Schimmelbildung vermeiden (In welchen Räumen gibt es mehr Luftfeuchte? Besonderheiten bei Neu- und Altbauten beachten)

Ein besonderes Augenmerk sollten Sie bei der Vermeidung von Schimmelbildung auf das Badezimmer und die Küche haben. Außerdem ist es wichtig, im Schlafzimmer Außenwände möglichst frei zu belassen. Denn Außenwände kühlen bei Nacht deutlich schneller herunter als Innenwände. Damit sich nun aber keine Feuchtigkeit an den Wänden absetzt, brauchen diese zirkulierende Luft vor sich. Ist eine solche Außenwand zur Gänze beispielsweise mit einem Kleiderschrank verdeckt, der dazu auch noch direkt an der Wand steht, ist hier die Gefahr groß, dass sich Schimmel bilden kann.

Außerdem ist es wichtig zu beachten, ob Sie in einem Altbau oder in einem Neubau wohnen.
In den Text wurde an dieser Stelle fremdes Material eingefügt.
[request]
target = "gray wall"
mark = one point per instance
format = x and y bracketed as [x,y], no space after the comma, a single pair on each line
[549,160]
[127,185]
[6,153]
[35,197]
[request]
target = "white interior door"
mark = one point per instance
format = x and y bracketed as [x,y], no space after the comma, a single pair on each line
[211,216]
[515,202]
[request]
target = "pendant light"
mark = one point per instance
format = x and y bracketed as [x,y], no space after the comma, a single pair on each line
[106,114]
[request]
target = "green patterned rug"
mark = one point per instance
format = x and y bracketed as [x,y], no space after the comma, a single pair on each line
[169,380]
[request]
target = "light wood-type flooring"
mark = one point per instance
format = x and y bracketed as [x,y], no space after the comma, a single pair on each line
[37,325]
In den meisten Altbauten ist es etwas zugig und die Dämmung ist nicht so gut. Das führt zu deutlichen Energieverlusten – allerdings gleichermaßen auch zu einem natürlichen Luftaustausch. Hier ist naturgemäß weniger zusätzliches Lüften notwendig. Anders sieht es in energetisch gut gebauten Neubauten aus. Vor allem hier ist regelmäßiges und richtiges Lüften besonders wichtig.

Fazit

Gerade in der aktuellen Situation mit der Corona-Pandemie gibt es noch einmal einige zusätzliche Punkte, auf die es im Bereich des richtigen Lüftens zu achten gilt. Besonders wichtig ist dabei, dass regelmäßig für einen Austausch der Raumluft mit Frischluft gesorgt wird. Stoßlüften am besten mit direktem Durchzug sorgt hier für die schnellsten Effekte. Allerdings ist es von Wohnraum zu Wohnraum verschieden, wie genau gelüftet werden sollte. Dazu kommen Unterschiede zwischen Sommer und Winter. Doch auch wenn richtiges Lüften für den einen oder anderen auf den ersten Blick eher umständlich wirkt – es gibt keine Alternative, wenn Sie Ihre Wohnung oder Ihr Haus vor Schimmelbildung schützen möchten. Und mit ein wenig Eingewöhnung gehen die wichtigsten Lüftungsregeln schnell in Fleisch und Blut über.